Plus… in a way, all this extensive description is me feeding everything to my reader. I’m telling them everything instead of showing them everything. And, yeah, I know that sounds weird but…
You’ve probably heard people talk about showing vs. telling all the time, but we rarely bring up the obvious. We haveto tell. That’s all we can do. I’m typing words for you to read, telling you what the characters see, hear, feel, smell, think, whatever. On the surface, telling is pretty much it for us as writers.

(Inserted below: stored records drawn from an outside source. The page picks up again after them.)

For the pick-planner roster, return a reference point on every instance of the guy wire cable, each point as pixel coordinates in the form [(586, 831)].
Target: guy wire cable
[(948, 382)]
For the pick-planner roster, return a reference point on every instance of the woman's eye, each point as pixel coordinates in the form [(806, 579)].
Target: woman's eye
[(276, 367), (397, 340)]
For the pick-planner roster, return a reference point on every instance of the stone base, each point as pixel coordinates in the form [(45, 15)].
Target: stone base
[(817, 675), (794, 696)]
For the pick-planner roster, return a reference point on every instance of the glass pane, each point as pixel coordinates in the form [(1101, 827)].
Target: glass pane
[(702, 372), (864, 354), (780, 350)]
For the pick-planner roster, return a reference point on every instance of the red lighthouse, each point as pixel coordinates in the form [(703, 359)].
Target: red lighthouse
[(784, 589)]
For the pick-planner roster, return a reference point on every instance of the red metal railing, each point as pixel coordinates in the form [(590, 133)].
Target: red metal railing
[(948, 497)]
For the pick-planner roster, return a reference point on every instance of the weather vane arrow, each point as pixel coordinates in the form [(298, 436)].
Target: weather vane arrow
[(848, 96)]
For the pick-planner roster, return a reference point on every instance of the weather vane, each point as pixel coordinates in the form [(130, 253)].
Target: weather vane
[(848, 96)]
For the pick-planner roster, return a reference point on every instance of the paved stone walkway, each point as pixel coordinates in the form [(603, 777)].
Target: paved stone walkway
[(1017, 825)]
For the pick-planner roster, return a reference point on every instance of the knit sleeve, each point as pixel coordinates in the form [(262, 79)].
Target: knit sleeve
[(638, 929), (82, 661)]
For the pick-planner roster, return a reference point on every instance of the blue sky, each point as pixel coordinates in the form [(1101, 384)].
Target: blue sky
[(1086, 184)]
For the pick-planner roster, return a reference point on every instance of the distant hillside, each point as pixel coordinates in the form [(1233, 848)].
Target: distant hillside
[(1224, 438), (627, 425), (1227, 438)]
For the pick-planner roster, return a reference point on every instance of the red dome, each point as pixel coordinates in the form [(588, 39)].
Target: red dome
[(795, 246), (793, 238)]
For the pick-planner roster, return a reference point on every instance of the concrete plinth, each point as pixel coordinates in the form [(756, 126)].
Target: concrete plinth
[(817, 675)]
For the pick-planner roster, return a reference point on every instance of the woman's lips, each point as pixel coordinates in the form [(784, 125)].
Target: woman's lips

When we talk about showing, we’re talking about making images appear in the reader’s mind. And the longer it takes for those images to form, the less effective they are at creating some kind of emotional response. So, to speed things up, we want the reader to do some of the work for us. We want them to tell them just enough—just the right things—and have them fill in the blanks. They supply the horror or the excitement or the disgust so it’s instantly summoned to their mind, rather than waiting for me to spell it all out. It’s the difference between me telling you a joke that you immediately get and me having to explain the joke to you (“Because, y’see, the last guy was hiding in the refrigerator, so when they threw it over the railing he ended up…”).
That’s what showing is.
See, when I wrote out that little bit of dialogue, you got that. Even if you didn’t recognize the joke, you understood the situation of having to spell out the punchline for somebody. You filled in everything around that sentence fragment.
Truth is, the big majority of readers like doing this. They enjoy it when we trust them enough to understand things. When we don’t spell everything out for them. In graphic detail. Billy Wilder used to say you could let the audience add 2 + 2 now and then and they’d love you for it. Heck, I’ve got a whole loosely-scientific theory about how this kind of writing sets off the pleasure centers of our brain. No seriously.
So y’see Timmy, I don’t need to wipe every single one of these excessive, over-described bits from my manuscript. But, like adverbs, if I’ve got a bunch on every page… ehh, I might want to stop to reconsider some of my choices.